Di kehidupan sebelumnya, Ding Xiang pernah belajar beberapa teknik membuat gelang benang, hasilnya cantik, unik, dan berbentuk tiga dimensi. Kalau ditambah mutiara atau kancing mungil, akan terlihat lebih menarik. Jika kancingnya dari emas murni, giok, atau kristal, harganya bisa sangat tinggi.

Benang unik seperti itu sudah ia pikirkan namanya—"gelang warna-warni".

Ini adalah karya yang ia rancang untuk toko bordir keluarga, tapi sekarang harus dijual untuk mendapat uang. Ia tak hanya ingin menjual dua gelang benang, tapi juga ide tentang "gelang warna-warni" itu.

Sambil menunjukkan gambar, Ding Xiang berkata, "Ibu, aku terpikir saat melihat Ibu membuat benang, pertama pakai benang biru batu dan kuning angsa untuk membuat empat helai tali, lalu dianyam seperti ini.
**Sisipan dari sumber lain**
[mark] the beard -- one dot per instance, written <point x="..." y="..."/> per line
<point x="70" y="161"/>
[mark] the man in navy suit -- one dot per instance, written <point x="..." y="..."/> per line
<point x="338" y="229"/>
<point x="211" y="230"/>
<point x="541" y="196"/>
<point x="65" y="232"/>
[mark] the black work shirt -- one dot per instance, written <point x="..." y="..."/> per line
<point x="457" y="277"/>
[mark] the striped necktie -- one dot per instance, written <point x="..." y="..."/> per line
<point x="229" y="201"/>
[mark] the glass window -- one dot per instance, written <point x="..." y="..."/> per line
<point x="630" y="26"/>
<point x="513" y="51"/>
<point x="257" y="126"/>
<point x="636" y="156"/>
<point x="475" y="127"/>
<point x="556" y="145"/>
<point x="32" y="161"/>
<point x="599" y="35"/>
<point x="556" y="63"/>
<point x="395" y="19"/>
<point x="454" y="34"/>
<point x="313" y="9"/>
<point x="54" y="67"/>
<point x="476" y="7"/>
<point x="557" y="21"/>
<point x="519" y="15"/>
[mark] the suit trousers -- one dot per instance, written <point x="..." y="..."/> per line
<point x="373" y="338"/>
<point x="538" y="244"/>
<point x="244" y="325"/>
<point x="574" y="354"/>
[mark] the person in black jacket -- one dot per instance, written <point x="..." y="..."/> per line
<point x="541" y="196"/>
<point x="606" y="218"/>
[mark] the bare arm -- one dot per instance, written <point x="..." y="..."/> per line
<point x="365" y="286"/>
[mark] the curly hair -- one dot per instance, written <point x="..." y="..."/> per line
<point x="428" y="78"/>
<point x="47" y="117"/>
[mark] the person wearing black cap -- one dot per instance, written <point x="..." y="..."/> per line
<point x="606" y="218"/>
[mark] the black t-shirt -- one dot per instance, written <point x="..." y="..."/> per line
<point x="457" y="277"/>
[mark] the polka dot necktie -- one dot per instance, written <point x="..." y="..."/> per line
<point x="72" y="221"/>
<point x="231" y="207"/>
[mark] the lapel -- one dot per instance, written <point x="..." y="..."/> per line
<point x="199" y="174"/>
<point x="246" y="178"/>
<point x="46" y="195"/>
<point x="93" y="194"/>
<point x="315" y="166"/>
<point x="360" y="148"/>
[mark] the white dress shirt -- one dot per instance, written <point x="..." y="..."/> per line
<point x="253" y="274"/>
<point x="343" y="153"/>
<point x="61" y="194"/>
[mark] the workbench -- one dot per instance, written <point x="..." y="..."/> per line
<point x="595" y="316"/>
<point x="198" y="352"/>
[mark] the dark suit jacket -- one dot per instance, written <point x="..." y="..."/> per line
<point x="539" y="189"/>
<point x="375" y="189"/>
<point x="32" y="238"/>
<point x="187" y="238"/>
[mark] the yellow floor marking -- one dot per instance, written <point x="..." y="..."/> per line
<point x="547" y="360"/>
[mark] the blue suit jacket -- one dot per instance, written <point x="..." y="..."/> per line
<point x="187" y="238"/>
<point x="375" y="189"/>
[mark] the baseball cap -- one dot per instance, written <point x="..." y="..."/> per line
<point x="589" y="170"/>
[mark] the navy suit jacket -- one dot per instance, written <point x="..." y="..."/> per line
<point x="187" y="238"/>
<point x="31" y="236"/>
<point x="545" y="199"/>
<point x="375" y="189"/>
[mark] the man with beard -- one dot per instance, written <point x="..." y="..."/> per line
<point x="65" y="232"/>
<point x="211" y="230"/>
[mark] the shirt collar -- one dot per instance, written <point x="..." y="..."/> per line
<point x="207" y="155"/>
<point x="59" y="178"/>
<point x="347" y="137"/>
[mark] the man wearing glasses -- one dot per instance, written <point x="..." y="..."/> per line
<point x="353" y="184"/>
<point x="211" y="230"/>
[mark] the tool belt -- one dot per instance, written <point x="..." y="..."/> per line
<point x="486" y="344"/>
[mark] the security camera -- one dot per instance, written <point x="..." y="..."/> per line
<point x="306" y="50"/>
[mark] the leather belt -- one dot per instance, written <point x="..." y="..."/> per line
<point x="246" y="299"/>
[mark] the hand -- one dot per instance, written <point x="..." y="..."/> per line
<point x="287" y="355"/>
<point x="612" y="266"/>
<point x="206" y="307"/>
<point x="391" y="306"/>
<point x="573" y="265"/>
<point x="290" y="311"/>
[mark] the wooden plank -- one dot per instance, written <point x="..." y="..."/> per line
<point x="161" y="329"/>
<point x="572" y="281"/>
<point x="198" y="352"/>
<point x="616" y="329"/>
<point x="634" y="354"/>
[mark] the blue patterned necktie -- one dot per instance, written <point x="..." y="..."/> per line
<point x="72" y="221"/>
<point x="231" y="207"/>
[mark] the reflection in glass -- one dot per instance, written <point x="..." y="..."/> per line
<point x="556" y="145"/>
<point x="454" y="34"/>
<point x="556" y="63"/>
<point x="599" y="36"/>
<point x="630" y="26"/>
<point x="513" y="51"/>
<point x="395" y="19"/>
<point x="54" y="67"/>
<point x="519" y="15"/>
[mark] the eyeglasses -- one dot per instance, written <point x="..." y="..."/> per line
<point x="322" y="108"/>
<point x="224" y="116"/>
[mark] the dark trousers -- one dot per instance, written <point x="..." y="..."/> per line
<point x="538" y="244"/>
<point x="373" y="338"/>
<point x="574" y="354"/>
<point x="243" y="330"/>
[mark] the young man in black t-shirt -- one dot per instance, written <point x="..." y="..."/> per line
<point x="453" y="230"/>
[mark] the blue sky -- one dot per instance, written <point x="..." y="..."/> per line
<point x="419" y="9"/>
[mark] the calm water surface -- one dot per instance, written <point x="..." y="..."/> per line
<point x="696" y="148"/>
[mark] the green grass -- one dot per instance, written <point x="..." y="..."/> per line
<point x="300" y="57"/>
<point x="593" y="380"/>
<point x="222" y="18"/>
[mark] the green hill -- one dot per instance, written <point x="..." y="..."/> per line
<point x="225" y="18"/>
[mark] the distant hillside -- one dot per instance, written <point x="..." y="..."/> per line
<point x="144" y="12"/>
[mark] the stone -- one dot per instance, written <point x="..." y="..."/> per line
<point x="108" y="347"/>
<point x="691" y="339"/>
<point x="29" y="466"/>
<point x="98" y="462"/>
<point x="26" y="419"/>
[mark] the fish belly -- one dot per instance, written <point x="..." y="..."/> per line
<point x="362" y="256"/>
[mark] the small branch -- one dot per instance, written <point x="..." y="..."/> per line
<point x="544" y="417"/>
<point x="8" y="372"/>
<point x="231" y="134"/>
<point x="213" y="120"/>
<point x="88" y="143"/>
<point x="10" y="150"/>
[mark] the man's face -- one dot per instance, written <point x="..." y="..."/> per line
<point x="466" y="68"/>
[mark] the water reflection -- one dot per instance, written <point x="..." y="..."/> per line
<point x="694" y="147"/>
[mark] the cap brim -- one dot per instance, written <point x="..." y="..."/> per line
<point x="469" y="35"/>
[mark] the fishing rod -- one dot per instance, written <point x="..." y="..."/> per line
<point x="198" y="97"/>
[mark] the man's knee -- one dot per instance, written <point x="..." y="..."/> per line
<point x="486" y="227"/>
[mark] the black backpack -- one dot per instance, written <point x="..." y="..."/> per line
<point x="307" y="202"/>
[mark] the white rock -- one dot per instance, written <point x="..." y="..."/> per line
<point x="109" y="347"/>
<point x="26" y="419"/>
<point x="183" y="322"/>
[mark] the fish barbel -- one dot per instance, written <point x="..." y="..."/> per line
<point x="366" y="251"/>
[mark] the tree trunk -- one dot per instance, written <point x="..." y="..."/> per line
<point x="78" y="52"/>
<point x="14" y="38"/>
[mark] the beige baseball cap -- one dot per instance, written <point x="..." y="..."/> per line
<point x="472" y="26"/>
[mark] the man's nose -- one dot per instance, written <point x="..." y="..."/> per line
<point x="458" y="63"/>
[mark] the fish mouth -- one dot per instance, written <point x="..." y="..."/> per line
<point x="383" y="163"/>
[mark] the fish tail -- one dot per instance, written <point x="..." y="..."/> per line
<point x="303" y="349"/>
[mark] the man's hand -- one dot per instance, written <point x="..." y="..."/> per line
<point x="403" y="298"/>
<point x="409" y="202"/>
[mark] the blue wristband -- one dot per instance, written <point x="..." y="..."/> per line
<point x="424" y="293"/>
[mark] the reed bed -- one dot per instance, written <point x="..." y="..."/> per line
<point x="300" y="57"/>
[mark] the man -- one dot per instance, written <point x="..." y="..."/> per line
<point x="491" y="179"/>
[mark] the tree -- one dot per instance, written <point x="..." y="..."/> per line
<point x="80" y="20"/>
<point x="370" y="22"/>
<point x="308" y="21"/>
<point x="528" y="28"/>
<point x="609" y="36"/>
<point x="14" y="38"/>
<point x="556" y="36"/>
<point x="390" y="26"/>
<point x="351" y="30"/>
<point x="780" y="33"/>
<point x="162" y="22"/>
Kalau terlalu tipis atau lunak, tambahkan beberapa helai benang di dalamnya, lilitkan..."

Tali adalah teknik dasar membuat benang. Membuat gelang tiga dimensi yang cukup tebal harus memakai benang yang lebih besar. Di zaman ini, benang paling tebal pun masih terlalu tipis, jadi harus dibuat lebih dulu menjadi tali, lalu dianyam, dan bagian dalamnya tetap diberi benang tambahan.

Nyonya Zhang benar-benar terkesan melihat gambar gelang itu, memuji, "Cantik sekali, gelang benang bisa dibuat seperti ini? Kalau jadi, benar akan seindah ini?"